«Tra autonomie regionali e stato centrale». A chiudere i confronti tra esponenti del centrodestra e del centrosinistra che hanno caratterizzato più di altre questa edizione del Festival dell’economia di Trento sono il leghista Maurizio Fugatti, presidente della provincia autonoma di Trento e già presidente della regione Trentino Alto Adige, e il democratico Eugenio Giani, presidente della regione Toscana. Il tema non può che essere quello dell’autonomia differenziata messa a punto dal ministro Roberto Calderoli che sta infiammando il dibattito alla Camera dei deputati e nel Paese (è proprio delle scorse ore la manifestazione contro l’autonomia che «spacca il Paese» organizzata a Napoli dalla Cgil e alla quale ha aderito la segretaria del Pd Elly Schlein). Autonomia sì, naturalmente, per Fugatti, che porta proprio il già autonomo Trentino come esempio di gestione virtuosa delle risorse del territorio. Autonomia sì ma non così, invece, per Giani. Con una convergenza inaspettata, lontano dalla battagli elettorale di questi giorni, su molte questioni di fondo.

Fugatti: «In Trentino resta il 90% delle risorse, così si incentiva la responsabilità»

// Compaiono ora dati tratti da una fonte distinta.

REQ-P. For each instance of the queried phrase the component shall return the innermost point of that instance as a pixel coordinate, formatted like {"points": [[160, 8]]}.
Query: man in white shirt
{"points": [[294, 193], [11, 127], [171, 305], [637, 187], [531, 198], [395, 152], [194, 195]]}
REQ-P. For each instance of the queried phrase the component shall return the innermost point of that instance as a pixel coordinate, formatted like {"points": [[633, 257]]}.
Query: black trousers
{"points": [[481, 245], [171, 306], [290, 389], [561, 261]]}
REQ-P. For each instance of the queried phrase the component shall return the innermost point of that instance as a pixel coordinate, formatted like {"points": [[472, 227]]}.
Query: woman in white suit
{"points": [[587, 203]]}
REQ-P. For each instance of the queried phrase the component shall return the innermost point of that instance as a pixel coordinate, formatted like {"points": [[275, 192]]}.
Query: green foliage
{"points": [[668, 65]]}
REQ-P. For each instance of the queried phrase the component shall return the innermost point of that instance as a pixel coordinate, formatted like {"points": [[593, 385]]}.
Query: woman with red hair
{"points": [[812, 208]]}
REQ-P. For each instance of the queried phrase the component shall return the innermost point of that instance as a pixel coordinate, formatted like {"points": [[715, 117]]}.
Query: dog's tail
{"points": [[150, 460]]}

Fugatti ci tiene innanzitutto a replicare alla vulgata “a Trento l’autonomia funziona perché hanno i soldi”. «I soldi per finanziare tutti i nostri servizi sono quelli dei trentini, visto che il 90% delle nostre risorse resta sul territorio – dice il “padrone” di casa -. A parte la moneta, la difesa e l’ordine pubblico gestiamo in proprio tutte le materie, ed è chiaro che questo porta ad una grande responsbailità, perché io non posso dire a chi mi ha eletto che non riesco a fare le cose per colpa di altri. Tutto, al netto dei fondi del Pnrr e altri fondi europei di cui naturalmente anche il Trentino beneficia, è finanziato con nostre risorse. Per altro con l’Accordo di Milano siglato nel 2009 con il governo Berlusconi e con il Patto di garanzia sigliato nel 2014 con il governo Renzi il Trentino contribuisce al risanamento dei conti pubblici nazionali con 350 milioni annui». Autonomia porta a maggiore responsabilità, dunque. E un leghista come Fugatti non può che essere felice se il modello trentino viene accolto anche dalle regioni a statuto ordinario.

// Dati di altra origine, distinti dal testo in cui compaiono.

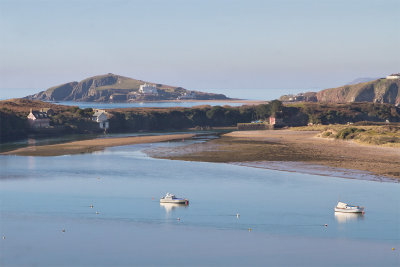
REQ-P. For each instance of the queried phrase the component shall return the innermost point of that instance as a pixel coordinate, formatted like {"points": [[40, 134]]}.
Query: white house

Giani: «No all’autonomia differenziata, sì all’autonomia asimmetrica»

Quanto a Giani, ricorda che nella scorsa legislatura legislatura anche la Toscana, come l’Emilia Romagna, aveva presentato un proprio progetto di autonomia. Ma il governatore Toscano preferisce chiamarlo di «autonomia asimmetrica» invece che «differenziata» come quello del governo. In buona sostanza – spiega – ogni regione dovrebbe chiedere maggiore autonomia per le materie di eccellenza proprie del territorio e non per tutte le 22 materie elencate dal Ddl Calderoli: «Questo sì che porterebbe ad una disparità inaccettabile tra regioni del Nord e del Sud». Non a caso la proposta di autonomia avanzata dalla Toscana riguardava principalmente i beni culturali. «Nella nostra regione abbiamo il 20% dei beni culturali di tutto il Paese. Solo gli Uffizi fanno 38 milioni di incassi. E al territorio non arriva nulla. Dovremmo poter gestire noi queste risorse, e anche il personale che spesso manca». Lo stesso vale, sottolinea Giani, per i medici di famiglia che hanno contratti statali nonostante la sanità sia già ora di competenza regionale. «Perché non possiamo assumerli noi con contratti regionali? Così si riuscirebbe meglio a gestire le tante carenze sul territorio».

Sì alla costituzionalizzazione della Stato-Regioni e sì al terzo mandato

Diverse sfumature di autonomia, dunque, diversamente da quello che propone il dibattito a livello nazionale incentrato sul muro contro muro. Fugatti e Giani si dicono poi d’accordo su due temi importanti: favorevoli entrambi al terzo mandato («serve continuità amministrativa per mettere a terra grandi opere pubbliche», dice il governatore della Toscana in dissenso dalla posizione della segretaria del suo partito Schlein), entrambi pensano anche che vada rafforzato con una previsione costituzionale il ruolo istituzionale della Conferenza Stato-regioni come luogo di compensazione di interessi diversi. Anche per limitare i contenziosi davanti alla Corte costituzionale. Prove di dialogo bipartisan per il dopo elezioni europee? «In realtà lavorando assieme nella Conferenza Regioni e Stato-Regioni noi amministratori siamo già bipartisan di fatto», rispondono entrambi.